Durable Execution (Checkpoint & Resume)

Neutron includes a powerful Durable Execution feature that allows you to save the entire state of a running program to a file and resume it later. This is similar to "saving a game" but for your scripts.

This feature is built directly into the language runtime, making it perfect for: - Long-running automation tasks (that might take days). - Fragile data pipelines (that might crash halfway through). - "Serverless" style workflows where processes hibernate to save resources.

How It Works

When you create a checkpoint, Neutron saves: 1. Call Stack: Where the program is currently executing. 2. Variables: All local and global variables. 3. Heap Memory: All objects, arrays, strings, and data structures.

When you resume, the program continues exactly from the line after the checkpoint, as if it never stopped.

Basic Usage

1. Saving State (sys.checkpoint)

Use the sys.checkpoint(path) function to save the state.

use sys;

var progress = 0;

// Do some work
progress = 50;
say("Halfway done...");

// Save the state to 'backup.snap'
// The program continues running after this line.
sys.checkpoint("backup.snap"); 

// Do more work
progress = 100;
say("Finished!");

2. Resuming State (--resume)

To resume a saved checkpoint, run the neutron executable with the --resume flag:

./neutron --resume backup.snap

The output will be:

Finished!
(Note: "Halfway done..." is not printed because execution resumes after that point).

Real-World Examples

Example 1: Fragile Data Pipeline

If you are downloading a huge dataset, you don't want to restart from zero if the script crashes during processing.

use sys;

fun main() {
    // Step 1: Download (Expensive)
    var data = download_huge_file(); 
    say("Download complete.");

    // Checkpoint! 
    // If the script crashes after this, we skip the download next time.
    sys.checkpoint("after_download.snap");

    // Step 2: Process (Risk of crash)
    var results = process_data(data);

    // Step 3: Upload
    upload_results(results);
}

Example 2: Long-Running Monitor

A script that runs forever but only needs to wake up once a day. Instead of keeping the process in RAM, you can "hibernate" it.

use sys;
use time;

var days_running = 0;

while (true) {
    perform_daily_check();
    days_running = days_running + 1;

    say("Day " + days_running + " complete. Hibernating...");

    // Save state
    sys.checkpoint("monitor.snap");

    // Exit the process to free resources
    sys.exit(0);

    // ... (The next day, a cron job runs 'neutron --resume monitor.snap') ...

    // Resume here!
    say("Waking up for next day!");
}

Limitations & Best Practices

  1. External Resources: Checkpoints save memory, not external connections.

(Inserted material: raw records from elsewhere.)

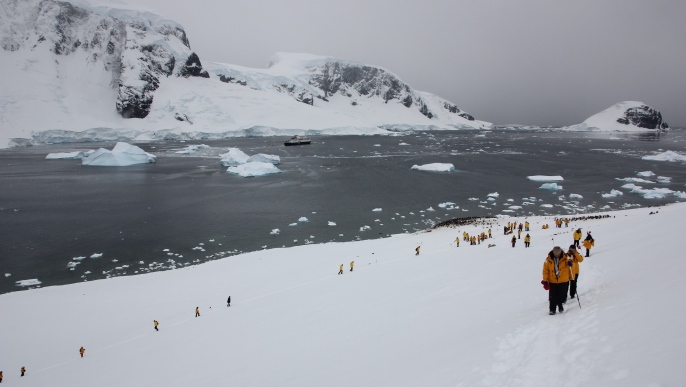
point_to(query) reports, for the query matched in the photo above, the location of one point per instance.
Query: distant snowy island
(75, 73)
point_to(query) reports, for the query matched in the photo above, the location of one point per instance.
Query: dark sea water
(185, 210)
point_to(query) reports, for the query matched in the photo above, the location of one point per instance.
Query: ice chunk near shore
(545, 178)
(264, 158)
(233, 157)
(30, 282)
(435, 167)
(613, 194)
(550, 186)
(69, 155)
(121, 155)
(666, 156)
(190, 149)
(253, 169)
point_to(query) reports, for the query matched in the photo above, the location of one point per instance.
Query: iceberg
(233, 157)
(550, 186)
(545, 178)
(190, 149)
(263, 158)
(435, 167)
(253, 169)
(666, 156)
(123, 154)
(69, 155)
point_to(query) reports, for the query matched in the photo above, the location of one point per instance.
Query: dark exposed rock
(226, 79)
(467, 116)
(193, 68)
(644, 117)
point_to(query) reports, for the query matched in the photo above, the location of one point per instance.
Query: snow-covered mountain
(78, 72)
(627, 116)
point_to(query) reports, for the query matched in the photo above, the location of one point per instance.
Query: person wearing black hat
(556, 272)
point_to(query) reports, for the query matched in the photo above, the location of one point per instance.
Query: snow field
(471, 315)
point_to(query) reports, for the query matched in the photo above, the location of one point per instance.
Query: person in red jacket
(556, 272)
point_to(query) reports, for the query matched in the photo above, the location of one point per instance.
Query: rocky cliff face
(338, 77)
(643, 117)
(138, 49)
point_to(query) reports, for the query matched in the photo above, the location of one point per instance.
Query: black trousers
(572, 286)
(557, 295)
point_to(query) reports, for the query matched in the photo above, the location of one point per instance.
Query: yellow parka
(549, 269)
(576, 258)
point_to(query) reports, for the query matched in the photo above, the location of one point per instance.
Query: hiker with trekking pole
(576, 258)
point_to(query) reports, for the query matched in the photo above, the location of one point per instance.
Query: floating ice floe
(645, 174)
(435, 167)
(121, 155)
(253, 169)
(30, 282)
(233, 157)
(655, 193)
(550, 186)
(666, 156)
(613, 194)
(635, 180)
(545, 178)
(264, 158)
(190, 149)
(69, 155)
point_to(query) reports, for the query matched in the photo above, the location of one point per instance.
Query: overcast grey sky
(504, 61)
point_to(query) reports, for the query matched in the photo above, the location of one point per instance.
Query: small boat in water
(298, 140)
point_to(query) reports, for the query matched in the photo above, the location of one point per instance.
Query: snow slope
(467, 316)
(627, 116)
(124, 74)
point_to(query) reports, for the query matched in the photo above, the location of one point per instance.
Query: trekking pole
(571, 272)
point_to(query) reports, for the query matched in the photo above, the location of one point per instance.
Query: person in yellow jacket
(588, 243)
(556, 275)
(577, 237)
(576, 258)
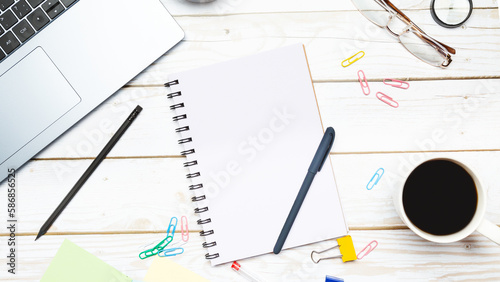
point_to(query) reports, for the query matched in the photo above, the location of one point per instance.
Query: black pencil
(102, 155)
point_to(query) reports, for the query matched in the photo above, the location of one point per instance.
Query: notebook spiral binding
(190, 164)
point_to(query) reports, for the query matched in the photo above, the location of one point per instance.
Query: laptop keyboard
(20, 20)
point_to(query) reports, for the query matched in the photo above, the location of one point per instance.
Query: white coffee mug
(478, 222)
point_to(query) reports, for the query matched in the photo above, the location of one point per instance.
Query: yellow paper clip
(351, 60)
(346, 247)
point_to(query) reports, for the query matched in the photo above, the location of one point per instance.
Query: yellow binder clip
(346, 247)
(351, 60)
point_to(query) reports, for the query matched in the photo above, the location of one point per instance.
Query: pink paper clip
(396, 83)
(184, 229)
(363, 82)
(386, 99)
(370, 247)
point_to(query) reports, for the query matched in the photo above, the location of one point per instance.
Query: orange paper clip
(184, 229)
(351, 60)
(370, 247)
(386, 99)
(396, 83)
(364, 84)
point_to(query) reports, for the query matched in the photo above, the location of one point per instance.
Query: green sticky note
(74, 264)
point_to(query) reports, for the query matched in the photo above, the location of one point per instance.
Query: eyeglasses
(415, 40)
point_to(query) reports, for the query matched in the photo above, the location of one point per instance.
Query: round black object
(451, 16)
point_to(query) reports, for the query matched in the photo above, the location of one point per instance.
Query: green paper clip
(156, 249)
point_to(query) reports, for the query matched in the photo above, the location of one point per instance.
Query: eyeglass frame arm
(407, 20)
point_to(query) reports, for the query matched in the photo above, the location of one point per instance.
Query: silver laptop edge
(77, 62)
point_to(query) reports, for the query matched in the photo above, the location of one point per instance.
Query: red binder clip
(363, 82)
(386, 99)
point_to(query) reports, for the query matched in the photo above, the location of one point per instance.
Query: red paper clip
(363, 82)
(396, 83)
(370, 247)
(184, 229)
(386, 99)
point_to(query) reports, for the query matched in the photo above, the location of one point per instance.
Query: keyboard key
(35, 3)
(4, 4)
(23, 30)
(68, 3)
(55, 9)
(21, 9)
(38, 19)
(7, 19)
(9, 42)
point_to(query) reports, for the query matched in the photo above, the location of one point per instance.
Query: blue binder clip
(172, 226)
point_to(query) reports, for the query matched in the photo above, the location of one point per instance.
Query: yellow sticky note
(164, 269)
(74, 264)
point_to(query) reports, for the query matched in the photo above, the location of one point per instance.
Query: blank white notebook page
(255, 127)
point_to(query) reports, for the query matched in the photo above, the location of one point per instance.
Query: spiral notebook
(250, 128)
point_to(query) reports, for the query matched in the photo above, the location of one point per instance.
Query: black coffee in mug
(440, 197)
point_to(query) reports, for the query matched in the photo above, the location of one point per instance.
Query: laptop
(61, 59)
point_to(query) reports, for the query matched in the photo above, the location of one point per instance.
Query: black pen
(319, 159)
(102, 155)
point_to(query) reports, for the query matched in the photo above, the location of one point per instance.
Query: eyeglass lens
(451, 13)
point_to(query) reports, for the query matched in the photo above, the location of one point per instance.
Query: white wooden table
(129, 200)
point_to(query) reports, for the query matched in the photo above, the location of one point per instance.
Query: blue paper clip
(375, 179)
(171, 252)
(171, 227)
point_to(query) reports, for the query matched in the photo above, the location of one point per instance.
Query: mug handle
(490, 230)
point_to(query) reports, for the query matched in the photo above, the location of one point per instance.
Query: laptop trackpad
(34, 95)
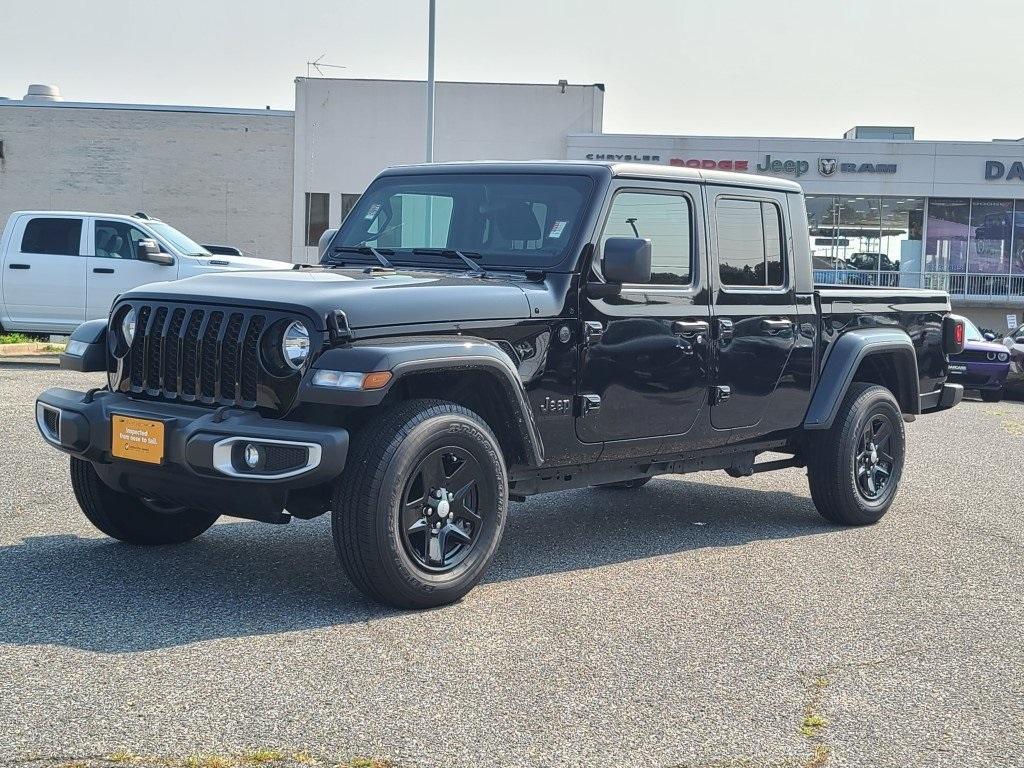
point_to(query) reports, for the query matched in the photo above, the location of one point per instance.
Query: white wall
(219, 177)
(346, 131)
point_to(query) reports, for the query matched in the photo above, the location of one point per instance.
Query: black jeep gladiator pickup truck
(479, 332)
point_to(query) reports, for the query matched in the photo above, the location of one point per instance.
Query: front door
(44, 274)
(114, 266)
(754, 303)
(646, 353)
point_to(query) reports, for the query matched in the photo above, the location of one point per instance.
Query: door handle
(690, 328)
(775, 326)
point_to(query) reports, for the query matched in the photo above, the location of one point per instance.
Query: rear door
(114, 267)
(44, 273)
(646, 353)
(754, 303)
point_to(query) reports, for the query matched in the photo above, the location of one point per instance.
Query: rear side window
(54, 237)
(750, 243)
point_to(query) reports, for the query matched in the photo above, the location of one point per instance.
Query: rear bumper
(940, 399)
(201, 465)
(980, 375)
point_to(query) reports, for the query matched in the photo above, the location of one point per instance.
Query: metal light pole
(430, 86)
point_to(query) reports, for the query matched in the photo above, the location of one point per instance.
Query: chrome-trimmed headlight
(295, 345)
(128, 326)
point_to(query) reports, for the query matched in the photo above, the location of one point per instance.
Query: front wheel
(854, 467)
(420, 509)
(131, 518)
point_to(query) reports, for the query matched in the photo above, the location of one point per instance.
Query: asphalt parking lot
(698, 622)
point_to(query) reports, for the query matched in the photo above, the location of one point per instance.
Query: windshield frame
(402, 257)
(968, 328)
(178, 241)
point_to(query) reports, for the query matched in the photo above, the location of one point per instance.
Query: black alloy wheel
(873, 462)
(441, 520)
(419, 511)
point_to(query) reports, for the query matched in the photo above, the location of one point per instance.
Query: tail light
(953, 334)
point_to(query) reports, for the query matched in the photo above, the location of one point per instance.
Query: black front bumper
(200, 467)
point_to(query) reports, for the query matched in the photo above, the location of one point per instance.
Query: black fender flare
(94, 356)
(841, 365)
(413, 354)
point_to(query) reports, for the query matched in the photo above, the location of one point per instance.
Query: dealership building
(884, 208)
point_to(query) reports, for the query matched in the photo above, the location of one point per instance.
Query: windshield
(517, 220)
(971, 331)
(181, 243)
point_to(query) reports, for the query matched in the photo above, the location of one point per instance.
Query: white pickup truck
(59, 268)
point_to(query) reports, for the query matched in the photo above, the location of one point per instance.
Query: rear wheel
(131, 518)
(421, 506)
(854, 467)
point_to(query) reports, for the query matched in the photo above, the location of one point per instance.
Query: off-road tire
(127, 517)
(833, 454)
(371, 493)
(639, 482)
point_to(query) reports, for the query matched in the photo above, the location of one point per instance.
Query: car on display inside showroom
(476, 333)
(982, 366)
(59, 268)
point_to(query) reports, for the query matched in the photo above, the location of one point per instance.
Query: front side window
(750, 243)
(518, 220)
(665, 219)
(117, 240)
(53, 237)
(317, 209)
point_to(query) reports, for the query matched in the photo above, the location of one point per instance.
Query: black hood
(368, 300)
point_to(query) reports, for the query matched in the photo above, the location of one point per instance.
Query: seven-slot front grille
(208, 354)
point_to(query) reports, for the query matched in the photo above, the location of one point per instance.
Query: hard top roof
(602, 169)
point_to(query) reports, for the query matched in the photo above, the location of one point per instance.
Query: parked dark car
(983, 365)
(1013, 343)
(477, 333)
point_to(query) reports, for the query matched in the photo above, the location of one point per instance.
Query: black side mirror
(626, 260)
(148, 250)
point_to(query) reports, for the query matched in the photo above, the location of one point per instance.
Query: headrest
(516, 221)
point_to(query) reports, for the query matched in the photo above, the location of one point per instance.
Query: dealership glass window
(991, 237)
(317, 207)
(665, 219)
(1017, 260)
(902, 223)
(53, 237)
(750, 243)
(947, 235)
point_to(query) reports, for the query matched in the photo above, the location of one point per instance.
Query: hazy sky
(797, 68)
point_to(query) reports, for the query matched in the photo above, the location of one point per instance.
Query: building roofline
(599, 86)
(702, 136)
(146, 108)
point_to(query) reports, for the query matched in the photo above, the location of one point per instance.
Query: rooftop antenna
(318, 65)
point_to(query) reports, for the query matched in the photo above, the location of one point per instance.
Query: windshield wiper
(451, 253)
(369, 251)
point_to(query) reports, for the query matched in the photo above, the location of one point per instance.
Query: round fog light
(252, 456)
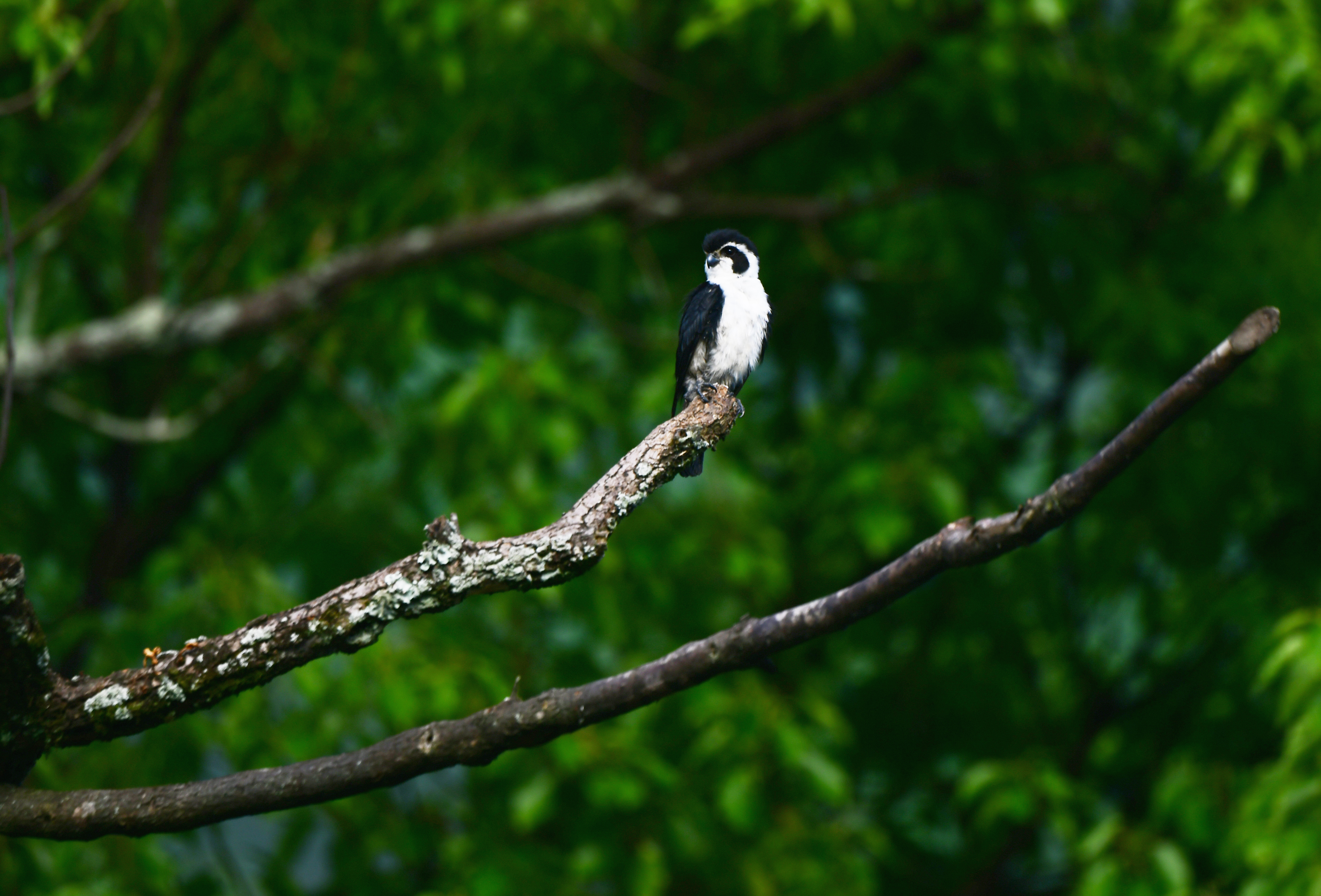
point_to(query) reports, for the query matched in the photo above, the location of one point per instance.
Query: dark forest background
(1016, 248)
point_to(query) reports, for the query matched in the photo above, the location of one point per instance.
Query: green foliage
(1115, 710)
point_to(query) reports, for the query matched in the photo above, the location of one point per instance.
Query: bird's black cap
(718, 238)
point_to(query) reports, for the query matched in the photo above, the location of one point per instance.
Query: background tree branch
(479, 739)
(27, 98)
(152, 326)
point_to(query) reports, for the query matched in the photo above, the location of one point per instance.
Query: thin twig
(513, 723)
(27, 98)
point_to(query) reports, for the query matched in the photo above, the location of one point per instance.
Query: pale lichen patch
(111, 697)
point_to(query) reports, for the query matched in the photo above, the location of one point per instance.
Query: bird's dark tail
(694, 467)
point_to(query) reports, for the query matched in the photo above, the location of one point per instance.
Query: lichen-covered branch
(479, 739)
(26, 676)
(447, 570)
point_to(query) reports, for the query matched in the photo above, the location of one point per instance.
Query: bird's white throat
(743, 323)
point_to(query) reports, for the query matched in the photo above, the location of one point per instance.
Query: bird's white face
(732, 263)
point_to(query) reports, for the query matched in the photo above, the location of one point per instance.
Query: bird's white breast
(743, 327)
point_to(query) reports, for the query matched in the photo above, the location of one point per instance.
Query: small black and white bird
(725, 326)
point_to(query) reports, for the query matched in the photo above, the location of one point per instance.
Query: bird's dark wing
(698, 323)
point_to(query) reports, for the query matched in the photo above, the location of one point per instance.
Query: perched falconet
(725, 324)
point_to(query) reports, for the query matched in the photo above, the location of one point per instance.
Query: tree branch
(150, 209)
(152, 326)
(26, 676)
(480, 738)
(121, 142)
(447, 570)
(27, 98)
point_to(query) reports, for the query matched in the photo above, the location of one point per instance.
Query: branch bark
(514, 723)
(152, 326)
(26, 676)
(446, 571)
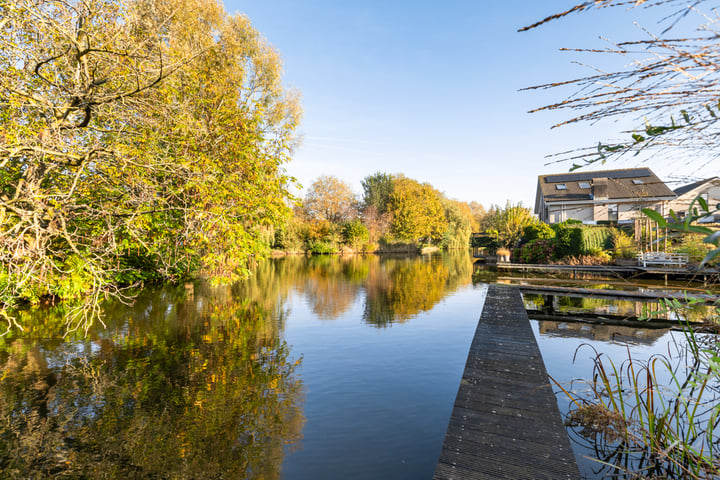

    • Files: Open file handles are closed when the process exits. You must re-open files after resuming.
    • Network: Socket connections are lost. You must reconnect to databases or APIs.
    var db = connect_db();
    sys.checkpoint("save.snap");
    
    // BAD: db connection is dead here if resumed!
    // db.query(...) -> Error
    
    // GOOD: Reconnect
    db = connect_db();
    
  2. Security: Snapshot files (.snap) contain a full dump of the program's memory. This includes any passwords, API keys, or sensitive data that was in variables. Protect your snapshot files.

  3. Code Changes: Resuming a snapshot using a modified version of the script is generally safe (Neutron saves the bytecode inside the snapshot), but logic changes in functions that haven't run yet will not be reflected if the old bytecode is used. It is best to resume with the same version of the application.